Premier League clubs winning big at the bookies, but ethics issues loom

betting on football

July 22 – Half of the Premier League’s shirts will display a gambling company’s logo during the 2019-20 season, rekindling the debate about betting in sports.

According to The Guardian, Premier League clubs stand to earn a record £349.1 million from shirt sponsorship deals in the coming season, a rise of more than 10% compare to £315.6 million in 2018-19.

Ten of the 20 top flight clubs will display the branding of a gambling company, up from nine last season and the joint highest number ever, after signing deals worth a combined £69 million.

In the division below, the situation is even more prominent with 17 out of 24 club shirts showing a betting logo.

England has the most betting companies as shirt sponsors among the major European leagues. The next closest league is Spain’s La Liga.

At the start of the 2018/19 season nine out of the top-flight English football teams had advertising gambling brands as their main short sponsors in contrast to previous seasons when electronics companies dominated shirt sponsorship.

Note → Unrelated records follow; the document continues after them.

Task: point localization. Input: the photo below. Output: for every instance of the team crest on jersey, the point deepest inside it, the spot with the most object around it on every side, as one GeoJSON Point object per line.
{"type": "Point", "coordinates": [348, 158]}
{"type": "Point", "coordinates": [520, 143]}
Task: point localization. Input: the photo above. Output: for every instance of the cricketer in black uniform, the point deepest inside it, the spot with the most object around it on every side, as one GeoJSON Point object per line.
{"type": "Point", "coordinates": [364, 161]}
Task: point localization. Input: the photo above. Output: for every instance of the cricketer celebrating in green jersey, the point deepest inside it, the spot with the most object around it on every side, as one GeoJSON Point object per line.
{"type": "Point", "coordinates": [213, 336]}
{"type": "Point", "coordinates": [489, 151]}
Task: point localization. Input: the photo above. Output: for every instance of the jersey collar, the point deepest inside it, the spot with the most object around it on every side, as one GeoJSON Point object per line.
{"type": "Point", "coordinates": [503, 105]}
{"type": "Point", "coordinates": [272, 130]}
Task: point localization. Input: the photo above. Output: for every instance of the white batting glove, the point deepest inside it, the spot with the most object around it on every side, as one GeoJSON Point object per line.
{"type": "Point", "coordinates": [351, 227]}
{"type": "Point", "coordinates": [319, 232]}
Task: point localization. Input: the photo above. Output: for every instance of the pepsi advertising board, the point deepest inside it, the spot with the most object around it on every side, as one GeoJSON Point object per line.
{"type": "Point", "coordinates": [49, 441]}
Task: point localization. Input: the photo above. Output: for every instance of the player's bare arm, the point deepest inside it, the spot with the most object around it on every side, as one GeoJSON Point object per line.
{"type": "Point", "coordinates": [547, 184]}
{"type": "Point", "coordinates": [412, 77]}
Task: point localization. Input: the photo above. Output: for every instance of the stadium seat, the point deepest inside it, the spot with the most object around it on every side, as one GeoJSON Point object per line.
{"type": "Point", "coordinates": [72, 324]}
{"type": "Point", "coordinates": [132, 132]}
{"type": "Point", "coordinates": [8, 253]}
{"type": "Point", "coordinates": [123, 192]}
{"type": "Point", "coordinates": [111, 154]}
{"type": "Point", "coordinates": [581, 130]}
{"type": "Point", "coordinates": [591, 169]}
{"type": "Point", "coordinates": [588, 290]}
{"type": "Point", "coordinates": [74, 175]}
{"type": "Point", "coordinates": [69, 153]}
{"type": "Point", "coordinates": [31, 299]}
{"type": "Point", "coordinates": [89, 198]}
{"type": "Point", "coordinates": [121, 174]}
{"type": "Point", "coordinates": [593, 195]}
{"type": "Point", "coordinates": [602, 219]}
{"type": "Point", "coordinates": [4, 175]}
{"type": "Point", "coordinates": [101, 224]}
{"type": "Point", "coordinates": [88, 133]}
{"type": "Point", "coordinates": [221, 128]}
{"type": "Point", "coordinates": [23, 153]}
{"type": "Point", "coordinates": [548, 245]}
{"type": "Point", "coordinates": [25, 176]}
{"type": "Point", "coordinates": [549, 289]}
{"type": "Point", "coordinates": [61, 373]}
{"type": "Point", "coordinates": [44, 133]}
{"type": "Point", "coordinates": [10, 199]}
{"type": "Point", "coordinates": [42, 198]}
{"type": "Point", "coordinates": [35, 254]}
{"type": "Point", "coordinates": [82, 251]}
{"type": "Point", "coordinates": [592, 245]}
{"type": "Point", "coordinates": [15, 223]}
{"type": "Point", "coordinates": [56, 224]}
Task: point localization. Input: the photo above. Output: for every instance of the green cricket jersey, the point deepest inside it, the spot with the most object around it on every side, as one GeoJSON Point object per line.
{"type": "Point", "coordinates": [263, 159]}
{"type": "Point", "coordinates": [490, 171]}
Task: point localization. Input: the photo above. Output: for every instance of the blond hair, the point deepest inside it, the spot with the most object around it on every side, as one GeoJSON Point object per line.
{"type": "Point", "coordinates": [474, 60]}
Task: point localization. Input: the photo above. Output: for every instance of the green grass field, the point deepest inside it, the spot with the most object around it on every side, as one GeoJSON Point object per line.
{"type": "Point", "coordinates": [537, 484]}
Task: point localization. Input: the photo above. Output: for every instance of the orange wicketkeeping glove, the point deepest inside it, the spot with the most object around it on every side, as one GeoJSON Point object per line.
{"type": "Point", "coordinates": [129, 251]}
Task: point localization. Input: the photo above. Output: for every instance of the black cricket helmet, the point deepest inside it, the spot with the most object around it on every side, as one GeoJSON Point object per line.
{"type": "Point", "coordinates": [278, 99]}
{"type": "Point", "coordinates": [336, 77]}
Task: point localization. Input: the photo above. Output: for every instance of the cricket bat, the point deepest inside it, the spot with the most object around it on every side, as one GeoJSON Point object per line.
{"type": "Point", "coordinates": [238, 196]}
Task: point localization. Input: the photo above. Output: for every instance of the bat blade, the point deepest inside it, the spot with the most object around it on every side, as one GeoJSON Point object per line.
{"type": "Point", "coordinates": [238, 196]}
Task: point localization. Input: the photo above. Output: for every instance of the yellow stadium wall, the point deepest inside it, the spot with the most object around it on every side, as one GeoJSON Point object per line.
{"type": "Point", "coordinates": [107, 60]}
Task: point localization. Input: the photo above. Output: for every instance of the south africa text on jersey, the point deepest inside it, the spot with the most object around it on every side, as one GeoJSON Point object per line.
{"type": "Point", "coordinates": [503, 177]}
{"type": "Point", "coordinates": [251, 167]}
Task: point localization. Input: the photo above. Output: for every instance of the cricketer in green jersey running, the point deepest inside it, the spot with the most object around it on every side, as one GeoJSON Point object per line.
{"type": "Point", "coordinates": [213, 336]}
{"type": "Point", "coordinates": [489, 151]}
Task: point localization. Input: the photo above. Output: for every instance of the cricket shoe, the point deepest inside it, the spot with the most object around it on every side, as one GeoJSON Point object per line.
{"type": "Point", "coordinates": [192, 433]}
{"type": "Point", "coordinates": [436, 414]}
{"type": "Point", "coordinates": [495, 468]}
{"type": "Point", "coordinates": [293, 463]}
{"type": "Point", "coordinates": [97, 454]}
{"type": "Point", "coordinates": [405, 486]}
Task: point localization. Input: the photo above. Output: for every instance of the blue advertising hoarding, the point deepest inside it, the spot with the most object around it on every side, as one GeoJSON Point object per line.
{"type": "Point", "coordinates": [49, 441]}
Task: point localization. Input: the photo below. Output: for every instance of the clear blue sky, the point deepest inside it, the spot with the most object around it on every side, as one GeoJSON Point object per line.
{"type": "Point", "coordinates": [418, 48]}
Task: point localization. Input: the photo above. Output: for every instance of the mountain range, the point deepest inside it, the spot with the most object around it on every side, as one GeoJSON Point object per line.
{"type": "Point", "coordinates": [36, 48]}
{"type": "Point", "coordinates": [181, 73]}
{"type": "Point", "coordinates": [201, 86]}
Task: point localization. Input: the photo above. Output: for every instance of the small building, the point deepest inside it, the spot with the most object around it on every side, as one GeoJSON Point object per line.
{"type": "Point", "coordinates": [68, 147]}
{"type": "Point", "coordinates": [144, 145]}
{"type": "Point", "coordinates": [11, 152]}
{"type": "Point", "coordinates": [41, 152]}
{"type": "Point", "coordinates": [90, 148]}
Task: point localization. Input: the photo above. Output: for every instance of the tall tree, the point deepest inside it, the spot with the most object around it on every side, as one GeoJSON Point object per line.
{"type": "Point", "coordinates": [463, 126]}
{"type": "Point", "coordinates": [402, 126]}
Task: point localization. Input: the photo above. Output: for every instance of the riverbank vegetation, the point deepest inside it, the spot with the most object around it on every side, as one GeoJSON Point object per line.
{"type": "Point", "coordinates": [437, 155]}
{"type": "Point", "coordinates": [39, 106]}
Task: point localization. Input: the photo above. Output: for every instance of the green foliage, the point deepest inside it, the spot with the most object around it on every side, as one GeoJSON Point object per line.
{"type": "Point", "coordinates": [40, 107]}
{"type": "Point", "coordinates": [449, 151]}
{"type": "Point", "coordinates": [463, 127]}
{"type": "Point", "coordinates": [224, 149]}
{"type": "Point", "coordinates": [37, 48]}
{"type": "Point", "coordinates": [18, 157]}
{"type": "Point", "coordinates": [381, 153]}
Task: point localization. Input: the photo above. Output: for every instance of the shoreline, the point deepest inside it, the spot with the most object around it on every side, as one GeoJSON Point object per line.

In 1998, not a single Premier League club’s shirt was sponsored by a bookmaker. The first was in 2002 when Fulham agreed to promote Betfair.

The use of Premier League shirt sponsorship to promote international brands in overseas markets via the league’s multiple television deals has raised ethical concerns in a number of countries. Most recently a Times report raised growing concerns in Kenya where children as young as eight were skipping school and using the money given to them to attend school to bet on football in what is an unregulated betting market.

With a major part of the Premier League’s international TV sales success being attributed to the demand from the Asian betting markets (as opposed to demand for a football product), clubs are forcing ethical issues as regards shirt sponsorship from gambling businesses higher up social agendas.

Britain also has the most liberal online gambling regulations of any European country but one company, Paddy Power, as part of its own – often spoof marketing strategy – says the situation is getting out of hand with regard to team shirts.

“Shirt sponsorship in football has gone too far; we accept that there is a role for sponsors around football, but the shirt should be sacred,” said Paddy Power’s marketing director, Victor Corcoran.

“So today we are calling on other sponsors to join the Save Our Shirt campaign, and give something back to the fans. As a sponsor, we know our place, and it’s not on your shirt.”